丹生鳥野さんの投稿小説

宇宙の意識

(7) 

2024/04/22



次田の話に上保が混ぜっ返した。

「まるで禅問答だね。

悟りを開けば無が分かるのか。」」

次田がその通りだと言う気持ちになって続けた。

「近代物理学の量子論では。

『無』から『有』が生れ、『有』から『無』が生まれる。

『有』イコール『無』だ。

仏教思想に似ているとおもわないか。

『色即是空』『空即是色』だよ。

 

それで量子論と仏教思想が酷似しているので、外国の素粒子物理学の研究

者を調べてみたら、やっぱり仏教に詳しい人達がかなりいた。

先日読んだ雑誌に日本の高僧と量子物理学者の対談が載っていた。

お二人が会談で盛り上がっていたんだ。」

上保は説得されている気分になってきた。

「量子の世界では

(+1)プラス(-1)は ノット イコール(0)のようなんだ。

ゼロだったりゼロで無かったりする揺らぎがあって、この揺らぎ理論から

沢山の宇宙があるというマルチ宇宙というのが理論的に導かれるそうなん

だ。

けれど、他の宇宙からの情報が発信されないから我々は知る方法がないと

いうんた。

だけど僕のテレパシーの話のように勝手な思い込みだけれど、何かが発信

されているのじゃないかなあと思うし、思いたいんだ」

上保は話に付いていけないようになってきた。

 

「上保君はアーサー・クラーク原作の『2001年 宇宙の旅』という映画を

みたかい。

あの映画の中でモノリスという黒い長方形の物体がドンと現れる場面が何

回かあったただろう。

モノリスが現れるたびに宇宙からの何かのメッセージが人類に伝えられて

人類が進化したように描かれていたように思うんだ。

僕は『宇宙に意志』があるように思うんだ。

SFドラマの宇宙大戦争の話ではなく、宇宙が穏やかに成長するように何者

かが我々に宇宙の意志を伝えてきているように思うんだ。

 

人間にテレパシー能力が無くなったように、人間は何かの信号を受け取れ

なくなっているのではないかとおもう。
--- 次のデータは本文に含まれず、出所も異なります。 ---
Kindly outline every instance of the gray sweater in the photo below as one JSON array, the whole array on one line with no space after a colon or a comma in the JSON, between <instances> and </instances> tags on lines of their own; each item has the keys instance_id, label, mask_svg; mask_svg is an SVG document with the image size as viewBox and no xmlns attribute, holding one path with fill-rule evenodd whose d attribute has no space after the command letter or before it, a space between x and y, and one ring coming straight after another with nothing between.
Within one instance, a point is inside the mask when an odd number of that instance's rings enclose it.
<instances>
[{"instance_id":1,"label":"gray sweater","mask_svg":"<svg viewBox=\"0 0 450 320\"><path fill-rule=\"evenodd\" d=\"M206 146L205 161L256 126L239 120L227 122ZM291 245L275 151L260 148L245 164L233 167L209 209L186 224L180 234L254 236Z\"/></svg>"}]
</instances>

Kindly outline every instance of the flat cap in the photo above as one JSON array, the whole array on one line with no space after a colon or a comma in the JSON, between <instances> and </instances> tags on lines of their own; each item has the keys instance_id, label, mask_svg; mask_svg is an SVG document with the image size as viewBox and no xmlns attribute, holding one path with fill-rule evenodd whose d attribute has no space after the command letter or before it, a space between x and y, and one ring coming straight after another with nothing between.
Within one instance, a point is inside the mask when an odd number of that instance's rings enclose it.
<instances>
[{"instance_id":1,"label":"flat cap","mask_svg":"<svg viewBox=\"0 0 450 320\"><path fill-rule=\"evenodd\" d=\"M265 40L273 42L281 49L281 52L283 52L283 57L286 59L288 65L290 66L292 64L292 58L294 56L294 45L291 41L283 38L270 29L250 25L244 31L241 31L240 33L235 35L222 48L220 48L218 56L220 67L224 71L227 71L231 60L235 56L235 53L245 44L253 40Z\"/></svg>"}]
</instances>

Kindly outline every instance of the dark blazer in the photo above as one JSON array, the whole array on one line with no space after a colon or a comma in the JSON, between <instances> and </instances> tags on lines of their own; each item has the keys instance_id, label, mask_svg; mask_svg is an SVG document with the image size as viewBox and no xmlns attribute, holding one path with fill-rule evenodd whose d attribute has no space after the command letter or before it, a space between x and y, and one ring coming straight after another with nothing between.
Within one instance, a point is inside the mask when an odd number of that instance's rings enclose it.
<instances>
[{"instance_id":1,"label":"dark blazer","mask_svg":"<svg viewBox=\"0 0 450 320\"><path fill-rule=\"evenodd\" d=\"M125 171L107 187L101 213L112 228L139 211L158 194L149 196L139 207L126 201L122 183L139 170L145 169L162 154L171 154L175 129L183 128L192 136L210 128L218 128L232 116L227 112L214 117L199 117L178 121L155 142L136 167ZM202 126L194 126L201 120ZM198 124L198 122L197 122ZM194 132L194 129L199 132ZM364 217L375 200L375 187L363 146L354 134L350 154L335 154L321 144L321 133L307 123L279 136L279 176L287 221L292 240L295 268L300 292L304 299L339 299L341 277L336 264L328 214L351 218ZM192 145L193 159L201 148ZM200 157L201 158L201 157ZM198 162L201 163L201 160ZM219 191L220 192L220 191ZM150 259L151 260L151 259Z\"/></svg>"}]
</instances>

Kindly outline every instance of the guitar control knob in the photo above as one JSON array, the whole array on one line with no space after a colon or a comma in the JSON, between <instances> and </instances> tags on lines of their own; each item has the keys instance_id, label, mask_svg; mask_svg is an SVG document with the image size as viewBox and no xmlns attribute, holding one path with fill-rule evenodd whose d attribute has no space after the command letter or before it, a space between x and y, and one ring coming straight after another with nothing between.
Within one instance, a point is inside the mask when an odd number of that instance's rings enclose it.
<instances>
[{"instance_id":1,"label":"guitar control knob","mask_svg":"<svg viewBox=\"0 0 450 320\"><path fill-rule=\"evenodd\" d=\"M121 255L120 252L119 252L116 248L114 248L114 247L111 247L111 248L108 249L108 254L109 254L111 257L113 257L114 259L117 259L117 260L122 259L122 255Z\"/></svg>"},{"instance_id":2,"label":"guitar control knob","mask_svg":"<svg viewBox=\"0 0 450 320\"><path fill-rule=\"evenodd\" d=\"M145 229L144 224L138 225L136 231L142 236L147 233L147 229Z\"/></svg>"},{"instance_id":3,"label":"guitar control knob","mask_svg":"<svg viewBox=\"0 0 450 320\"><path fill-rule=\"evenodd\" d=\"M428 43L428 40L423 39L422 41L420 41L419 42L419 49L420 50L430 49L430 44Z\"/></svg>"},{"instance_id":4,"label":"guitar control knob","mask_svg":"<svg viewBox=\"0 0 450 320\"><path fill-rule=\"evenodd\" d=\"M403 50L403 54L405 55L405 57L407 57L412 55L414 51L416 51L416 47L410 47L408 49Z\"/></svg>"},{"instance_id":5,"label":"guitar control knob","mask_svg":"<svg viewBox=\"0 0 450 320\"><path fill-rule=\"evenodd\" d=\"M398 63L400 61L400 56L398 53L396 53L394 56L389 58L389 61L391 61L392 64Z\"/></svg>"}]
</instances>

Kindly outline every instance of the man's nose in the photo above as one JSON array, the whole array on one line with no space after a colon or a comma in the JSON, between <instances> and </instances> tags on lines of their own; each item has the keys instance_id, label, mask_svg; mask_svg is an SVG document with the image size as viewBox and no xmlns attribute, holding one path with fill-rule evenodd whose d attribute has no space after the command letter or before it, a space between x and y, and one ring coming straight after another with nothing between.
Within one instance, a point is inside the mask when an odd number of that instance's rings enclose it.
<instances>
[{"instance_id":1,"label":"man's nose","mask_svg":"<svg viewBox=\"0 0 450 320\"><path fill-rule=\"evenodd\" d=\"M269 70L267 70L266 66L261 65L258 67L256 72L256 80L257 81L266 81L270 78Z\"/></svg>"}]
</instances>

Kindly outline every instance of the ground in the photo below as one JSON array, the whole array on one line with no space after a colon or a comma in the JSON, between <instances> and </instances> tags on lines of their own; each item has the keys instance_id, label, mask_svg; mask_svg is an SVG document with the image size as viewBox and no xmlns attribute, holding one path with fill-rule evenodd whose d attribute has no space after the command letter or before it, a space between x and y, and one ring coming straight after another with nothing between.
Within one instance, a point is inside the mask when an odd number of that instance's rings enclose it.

」

上保はなんだか煙に巻き込まれたような気持ちになってきた。

 

「アインシュタインの一般相対性理論は光速より早いものは存在しないと

言うことになっている。

ところが情報伝達では『ベルの不等式』と言うのがあって、また量子の話

に戻るけれど、二つの量子が絡み合った状態、これを量子もつれと言うん

だけれど、二つの量子を無限遠に遠ざけて、一方の量子に働きかれて、例

えば、プラスだったものをマイナスにすると、無限遠の量子がそれに反応

して変化することが精密実験で確認されたんだ。

だから情報は光速よりはやく伝わることが実験で確認されている。